You might be able to use the drum as a Chladni plate, by attaching a speaker to the bottom side and playing sine waves through it. See here:
https://sciencedemonstrations.fas.harvard.edu/presentations/chladni-plates
I'm not sure how well this would work for a drum in practice but the principle is there. I have difficulty seeing how else you would be able to demonstrate the vibrational modes of the drum.
I'm not sure what your physics background is so here's the gist. The drum will have a number of resonant frequencies ##\omega_i##, each of which is associated with
one or more of the oscillation 'modes' which are pictured in the image shown by anorlunda. Here's an interactive demonstration of what the oscillations modes like:
https://demonstrations.wolfram.com/NormalModesOfACircularDrumHead/
Fortunately in the case of a drum it's a very concrete demonstration. The plot is showing the skin of the drum, displaced up or down, although this displacement is greatly exaggerated compared to a real drum. An arbitrary vibration of a drum skin is modeled as a
linear combination of these vibrational patterns.

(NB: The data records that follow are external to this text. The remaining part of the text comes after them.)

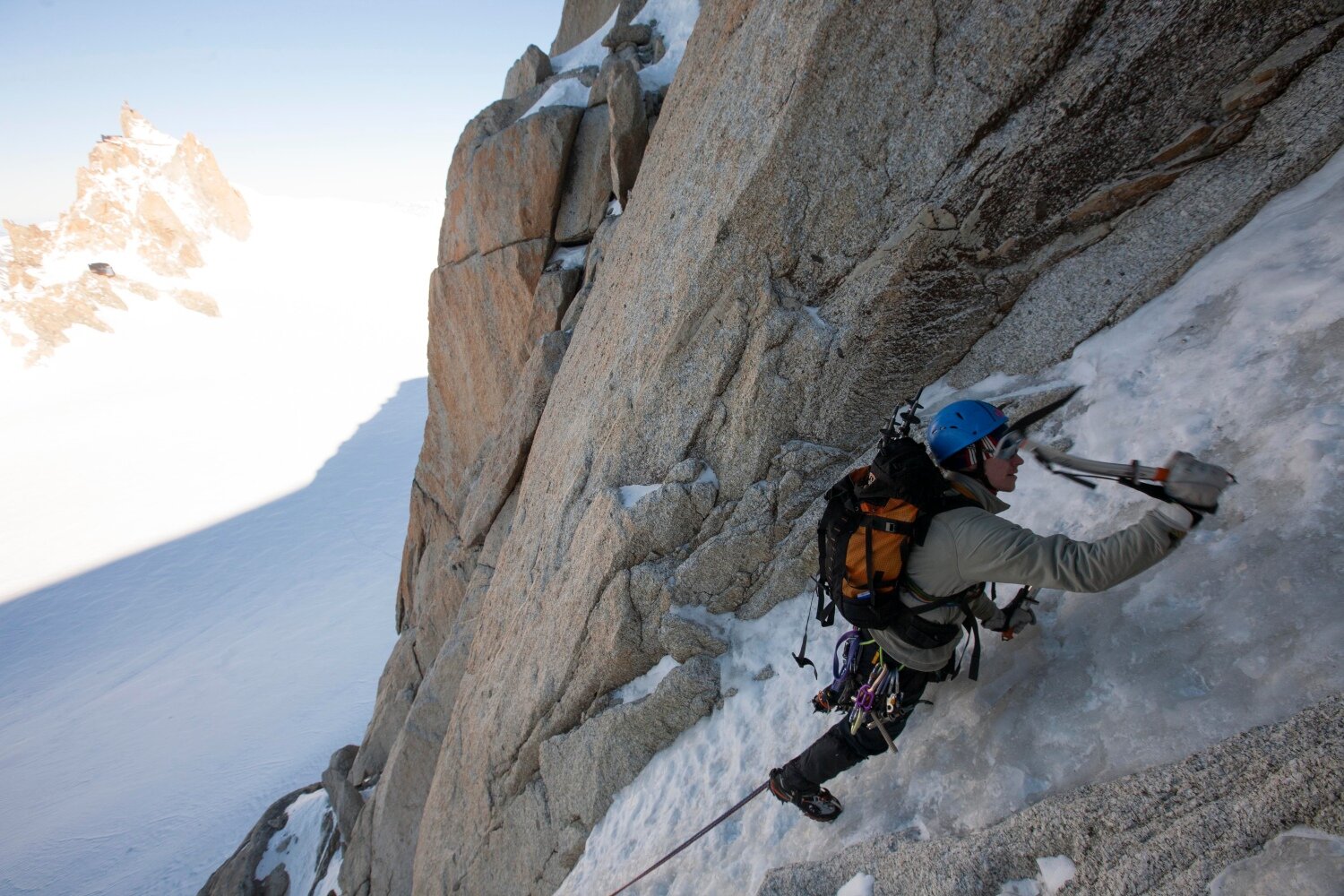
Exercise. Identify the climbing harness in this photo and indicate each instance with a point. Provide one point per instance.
(695, 837)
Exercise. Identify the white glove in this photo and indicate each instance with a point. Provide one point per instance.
(1177, 516)
(1195, 484)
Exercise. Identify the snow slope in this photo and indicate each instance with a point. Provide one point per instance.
(1241, 363)
(211, 512)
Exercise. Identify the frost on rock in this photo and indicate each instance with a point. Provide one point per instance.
(567, 258)
(857, 885)
(590, 53)
(645, 684)
(1301, 861)
(304, 845)
(675, 21)
(566, 91)
(1055, 872)
(631, 495)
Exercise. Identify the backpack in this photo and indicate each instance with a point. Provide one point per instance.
(873, 517)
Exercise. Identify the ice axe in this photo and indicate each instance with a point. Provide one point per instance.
(1185, 479)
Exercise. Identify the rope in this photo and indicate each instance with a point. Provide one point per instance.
(698, 836)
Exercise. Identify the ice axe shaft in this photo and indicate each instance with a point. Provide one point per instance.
(1132, 470)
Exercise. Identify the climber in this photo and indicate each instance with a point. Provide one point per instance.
(962, 548)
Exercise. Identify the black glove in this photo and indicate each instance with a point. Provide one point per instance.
(1193, 484)
(1015, 616)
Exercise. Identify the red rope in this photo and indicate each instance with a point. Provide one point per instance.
(698, 836)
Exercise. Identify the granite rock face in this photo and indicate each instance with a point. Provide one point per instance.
(827, 185)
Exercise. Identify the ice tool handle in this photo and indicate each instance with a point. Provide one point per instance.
(1185, 479)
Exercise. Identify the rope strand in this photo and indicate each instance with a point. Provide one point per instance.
(695, 837)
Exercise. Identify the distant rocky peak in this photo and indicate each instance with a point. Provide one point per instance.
(145, 204)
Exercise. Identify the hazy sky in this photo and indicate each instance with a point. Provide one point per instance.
(296, 99)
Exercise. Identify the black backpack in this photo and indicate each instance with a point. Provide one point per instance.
(873, 517)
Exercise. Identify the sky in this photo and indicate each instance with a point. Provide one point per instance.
(296, 99)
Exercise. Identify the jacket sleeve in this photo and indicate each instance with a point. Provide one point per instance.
(994, 549)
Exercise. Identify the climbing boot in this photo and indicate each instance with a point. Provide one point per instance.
(814, 801)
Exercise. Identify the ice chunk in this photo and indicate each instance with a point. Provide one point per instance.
(1055, 871)
(632, 495)
(645, 684)
(857, 885)
(567, 91)
(590, 53)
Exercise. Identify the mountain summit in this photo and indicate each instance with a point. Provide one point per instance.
(144, 207)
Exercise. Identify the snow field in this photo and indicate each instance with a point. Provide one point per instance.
(214, 512)
(1241, 365)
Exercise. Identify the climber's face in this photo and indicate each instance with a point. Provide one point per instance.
(1002, 474)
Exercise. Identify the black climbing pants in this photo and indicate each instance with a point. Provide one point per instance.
(838, 750)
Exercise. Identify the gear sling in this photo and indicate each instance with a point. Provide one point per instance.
(871, 520)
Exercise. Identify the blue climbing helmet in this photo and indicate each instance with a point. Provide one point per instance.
(961, 425)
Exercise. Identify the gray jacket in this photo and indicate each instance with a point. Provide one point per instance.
(970, 546)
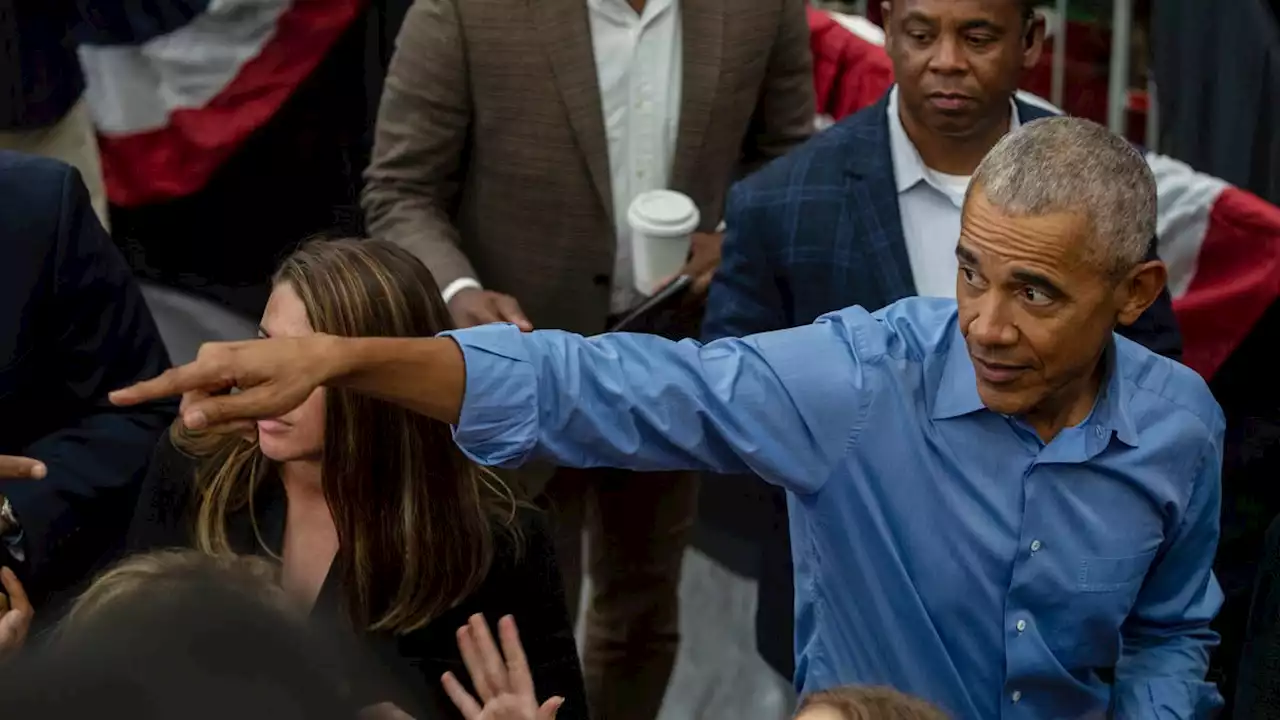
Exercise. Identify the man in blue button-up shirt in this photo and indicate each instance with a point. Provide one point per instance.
(996, 502)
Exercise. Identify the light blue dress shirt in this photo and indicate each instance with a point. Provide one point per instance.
(938, 547)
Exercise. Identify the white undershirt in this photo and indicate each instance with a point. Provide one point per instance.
(639, 58)
(929, 203)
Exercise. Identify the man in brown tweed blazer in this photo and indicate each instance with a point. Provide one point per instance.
(511, 139)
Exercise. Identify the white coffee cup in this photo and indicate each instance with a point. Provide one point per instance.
(661, 223)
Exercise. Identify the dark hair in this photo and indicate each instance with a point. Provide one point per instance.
(1028, 8)
(858, 702)
(416, 519)
(200, 642)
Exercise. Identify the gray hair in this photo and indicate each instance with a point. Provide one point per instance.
(1074, 165)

If you play a tone through the speaker at the bottom of a chladni plate (or a drum) at a frequency that matches one or more of the oscillation modes, $\omega_i$, then the drum will naturally vibrate in response with some linear combination of all the modes that have that specific frequency. You can see in the linked demonstration that the vibrational modes are indexed by ##n## and ##k##. If you take care to vibrate the drum right at its center, then (hopefully) all the modes with ##n\neq 0## will not be stimulated. Only the modes with rotational symmetry, like the first and fourth modes in the image shown by anorlunda.
Each of the modes with ##n = 0## has different frequencies, so it should be possible to stimulate one at a time. This is what you want, because then you can see the parts of the drum skin that 'nodes' which remain fixed and do not oscillate up and down. If you just hit the drum, you would get a linear combination of modes and no particular points on the drum skin would be stationary except the outer rim. When you cause the drum to oscillate in a single mode, particles on the drum (e.g. fine sand, maybe styrofoam?) will take something of a random walk on the drum due to the agitation back and forth as the drum skin flaps up and down. However those particles that randomly make it to one of the still spots in the drum skin will stay there undisturbed. This may also be due to static friction which keeps particles hugging the skin until the skin 'falls' underneath them, causing them to actively seek out nodal points. I'm not sure.
In any case, the point is that if you put a speaker under the drum right at the center, place fine sand on the drum with good contrast, and scan through a range of sine wave frequencies, you ought to be able to observe this effect of the sand collecting in the nodal points of the oscillatory mode. You could demonstrate the different vibrational modes by scanning through the frequencies finding the higher-frequency modes.